When starting to train your child, you will need to list their strengths and weaknesses. This will help you know what areas your child should be more outspoken about. Ask your child what they wish their teacher, friends, or parents understood about them or how they learn or study best, and what would make learning at home or at school easier. This will help your child open up to you while helping them to develop the ability to speak out for themselves. “Begin by empowering your child so that he or she understands and identifies their strengths, needs, and responsibilities. Follow this up with teaching them to communicate their needs with other people,” says Damaris. Apart from knowing what they want, they must be bold enough to communicate it to the relevant authorities such as their class teacher, or the parent. It is important that you give your child opportunities to make decisions on his own.

When your child runs into a challenge, Damaris says that you can ask them to propose what they think would help. “If they make a suggestion that they can implement, allow them to attempt to implement it before stepping in,” she says.

When teaching self-advocacy to your kids, you should not do it in a manner that suggests you are abdicating your parental roles. Let them know that you are on their side and you are available to defend them should they feel worn out. This will go a long way in giving them a sense of courage.

However, when they are wrong, firmly explain why you do not support what they are claiming. “Be careful to ensure that they feel their opinions, feelings, or ideas are appreciated and they matter,” says Damaris. In addition, be patient with them. “For instance, it is likely that a child who is not used to self-advocacy will feel embarrassed about asking for support. They may also feel ashamed for appearing to struggle with certain challenges that other kids have no problem with,” says Damaris.

According to child therapist Damaris Kamau, here’s what you can do to teach your child to be a good self-advocate.
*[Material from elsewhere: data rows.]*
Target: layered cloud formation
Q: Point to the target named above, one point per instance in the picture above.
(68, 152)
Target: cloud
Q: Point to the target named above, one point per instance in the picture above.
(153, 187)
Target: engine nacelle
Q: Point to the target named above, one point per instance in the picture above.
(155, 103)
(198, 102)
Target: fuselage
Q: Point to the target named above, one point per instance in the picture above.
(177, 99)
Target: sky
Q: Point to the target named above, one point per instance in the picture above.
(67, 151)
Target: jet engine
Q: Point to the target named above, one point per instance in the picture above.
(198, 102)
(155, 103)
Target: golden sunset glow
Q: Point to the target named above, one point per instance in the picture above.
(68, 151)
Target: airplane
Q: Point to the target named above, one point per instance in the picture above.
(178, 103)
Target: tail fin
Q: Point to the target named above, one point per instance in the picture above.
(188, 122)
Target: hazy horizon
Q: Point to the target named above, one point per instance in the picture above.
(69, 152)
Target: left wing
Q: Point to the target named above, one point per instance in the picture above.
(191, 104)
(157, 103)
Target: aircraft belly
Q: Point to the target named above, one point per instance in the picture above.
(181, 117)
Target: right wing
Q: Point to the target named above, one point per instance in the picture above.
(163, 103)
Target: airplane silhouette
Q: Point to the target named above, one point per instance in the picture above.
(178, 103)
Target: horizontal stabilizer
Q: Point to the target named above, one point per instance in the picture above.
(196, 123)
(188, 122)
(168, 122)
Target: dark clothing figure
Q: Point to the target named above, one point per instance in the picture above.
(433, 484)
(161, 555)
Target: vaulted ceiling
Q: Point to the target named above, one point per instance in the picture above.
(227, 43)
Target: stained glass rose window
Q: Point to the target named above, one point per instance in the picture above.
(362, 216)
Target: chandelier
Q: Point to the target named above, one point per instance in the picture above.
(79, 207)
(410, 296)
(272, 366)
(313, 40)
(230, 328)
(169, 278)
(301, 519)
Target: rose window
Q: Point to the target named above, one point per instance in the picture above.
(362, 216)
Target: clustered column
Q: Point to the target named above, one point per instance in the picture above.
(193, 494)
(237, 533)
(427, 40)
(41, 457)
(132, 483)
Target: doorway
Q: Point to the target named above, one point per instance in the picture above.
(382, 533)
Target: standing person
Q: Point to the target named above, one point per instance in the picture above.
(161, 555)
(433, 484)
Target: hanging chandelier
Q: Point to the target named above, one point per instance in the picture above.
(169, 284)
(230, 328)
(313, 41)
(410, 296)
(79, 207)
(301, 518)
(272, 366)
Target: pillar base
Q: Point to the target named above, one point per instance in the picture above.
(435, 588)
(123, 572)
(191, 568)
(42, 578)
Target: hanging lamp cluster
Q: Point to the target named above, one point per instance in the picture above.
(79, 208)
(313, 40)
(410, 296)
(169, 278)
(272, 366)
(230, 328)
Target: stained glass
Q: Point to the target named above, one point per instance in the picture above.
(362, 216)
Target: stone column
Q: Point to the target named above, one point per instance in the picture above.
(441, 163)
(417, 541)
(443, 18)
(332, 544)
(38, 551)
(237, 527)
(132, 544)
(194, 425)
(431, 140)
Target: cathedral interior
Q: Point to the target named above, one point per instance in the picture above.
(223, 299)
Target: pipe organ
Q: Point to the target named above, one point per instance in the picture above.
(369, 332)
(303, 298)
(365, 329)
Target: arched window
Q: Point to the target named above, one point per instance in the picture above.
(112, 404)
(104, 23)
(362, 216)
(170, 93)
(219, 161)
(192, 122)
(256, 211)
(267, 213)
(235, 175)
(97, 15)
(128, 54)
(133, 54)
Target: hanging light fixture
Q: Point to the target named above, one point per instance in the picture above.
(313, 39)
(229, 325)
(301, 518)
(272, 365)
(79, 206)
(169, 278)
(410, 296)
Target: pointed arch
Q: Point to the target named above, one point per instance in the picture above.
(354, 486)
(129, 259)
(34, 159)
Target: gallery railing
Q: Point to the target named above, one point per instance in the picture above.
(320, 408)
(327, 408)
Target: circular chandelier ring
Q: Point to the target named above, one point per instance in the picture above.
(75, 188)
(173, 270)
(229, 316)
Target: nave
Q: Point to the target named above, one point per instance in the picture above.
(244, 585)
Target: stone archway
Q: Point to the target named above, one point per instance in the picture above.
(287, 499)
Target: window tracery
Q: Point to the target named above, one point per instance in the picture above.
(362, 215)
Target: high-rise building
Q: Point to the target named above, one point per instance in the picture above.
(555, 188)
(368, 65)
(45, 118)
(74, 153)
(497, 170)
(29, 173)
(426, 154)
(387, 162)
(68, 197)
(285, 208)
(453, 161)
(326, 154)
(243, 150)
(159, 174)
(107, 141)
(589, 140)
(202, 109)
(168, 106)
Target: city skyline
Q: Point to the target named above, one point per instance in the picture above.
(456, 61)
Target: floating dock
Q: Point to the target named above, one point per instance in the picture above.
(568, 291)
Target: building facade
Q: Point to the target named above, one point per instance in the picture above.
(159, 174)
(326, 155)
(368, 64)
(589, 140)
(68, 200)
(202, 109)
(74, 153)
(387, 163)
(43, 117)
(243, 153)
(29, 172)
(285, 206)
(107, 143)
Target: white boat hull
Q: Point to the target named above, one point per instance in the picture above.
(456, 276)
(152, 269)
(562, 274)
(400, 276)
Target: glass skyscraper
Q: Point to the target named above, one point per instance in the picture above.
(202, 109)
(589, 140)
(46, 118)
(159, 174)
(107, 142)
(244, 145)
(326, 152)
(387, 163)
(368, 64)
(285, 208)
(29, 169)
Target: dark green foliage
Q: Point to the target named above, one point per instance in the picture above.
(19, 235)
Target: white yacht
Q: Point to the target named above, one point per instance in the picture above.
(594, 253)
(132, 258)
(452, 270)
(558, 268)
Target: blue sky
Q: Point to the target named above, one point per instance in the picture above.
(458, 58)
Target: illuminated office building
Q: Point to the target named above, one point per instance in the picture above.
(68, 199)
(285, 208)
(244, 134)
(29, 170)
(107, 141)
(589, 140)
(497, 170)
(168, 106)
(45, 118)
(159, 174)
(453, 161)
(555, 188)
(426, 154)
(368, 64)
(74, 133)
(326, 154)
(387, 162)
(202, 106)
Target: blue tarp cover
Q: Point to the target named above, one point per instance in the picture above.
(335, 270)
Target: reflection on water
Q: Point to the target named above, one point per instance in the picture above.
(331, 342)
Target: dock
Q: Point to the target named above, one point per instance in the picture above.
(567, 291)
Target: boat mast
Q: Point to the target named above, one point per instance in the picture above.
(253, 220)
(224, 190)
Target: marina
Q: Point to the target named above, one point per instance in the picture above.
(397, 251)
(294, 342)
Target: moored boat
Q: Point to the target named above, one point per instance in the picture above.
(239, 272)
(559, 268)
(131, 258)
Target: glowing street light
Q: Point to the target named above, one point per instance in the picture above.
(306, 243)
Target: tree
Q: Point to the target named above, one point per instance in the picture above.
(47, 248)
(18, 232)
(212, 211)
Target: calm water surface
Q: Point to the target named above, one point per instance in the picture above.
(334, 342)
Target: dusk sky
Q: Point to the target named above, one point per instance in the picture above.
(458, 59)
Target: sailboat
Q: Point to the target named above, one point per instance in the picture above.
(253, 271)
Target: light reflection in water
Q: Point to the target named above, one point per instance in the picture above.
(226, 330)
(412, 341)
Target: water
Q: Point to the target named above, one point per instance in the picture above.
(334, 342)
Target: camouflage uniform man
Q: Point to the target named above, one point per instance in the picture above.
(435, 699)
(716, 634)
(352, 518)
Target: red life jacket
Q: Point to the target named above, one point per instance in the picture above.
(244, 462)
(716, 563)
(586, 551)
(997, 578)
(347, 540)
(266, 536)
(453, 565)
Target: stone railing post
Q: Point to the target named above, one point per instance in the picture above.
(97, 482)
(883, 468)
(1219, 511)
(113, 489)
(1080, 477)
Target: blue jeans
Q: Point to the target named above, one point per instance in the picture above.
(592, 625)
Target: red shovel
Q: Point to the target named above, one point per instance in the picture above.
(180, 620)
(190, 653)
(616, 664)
  • Communication: Teach your child how to communicate effectively, clearly, and in an assertive manner. Let them know that asking for, and accepting help is not a weakness. This will encourage them to have a voice of their own.
  • Respect: When communicating their needs or rights, teach your child to be respectful and act within limits. Teach them to respect the preferences and needs of others. You can do this by role-playing.
  • Independence: Help foster a sense of independence in your child by allowing them to initiate or make self-discoveries. Offer them praise even when they are not as successful as they would have wished to be in their quest. “This will demonstrate your faith in their abilities, which will nurture self-confidence, competence, and an independent, stable thought system,” says Damaris.
  • Support: Ensure your child is aware of their support system early enough. By having a reliable support system, your child will feel supported enough to navigate through his development as well as embrace responsibility from an early age. “Children need to identify people they can trust and feel comfortable talking to, especially when they leave home,” says Damaris.
  • Challenges: Teach your child how to deal with criticism, rejection, and setbacks. This will inculcate a sense of resilience in them. Let your child know that there are situations and challenges that they cannot overcome simply by being assertive or outspoken. Be cautious when explaining this, so that you don't water down the gains the child may have made.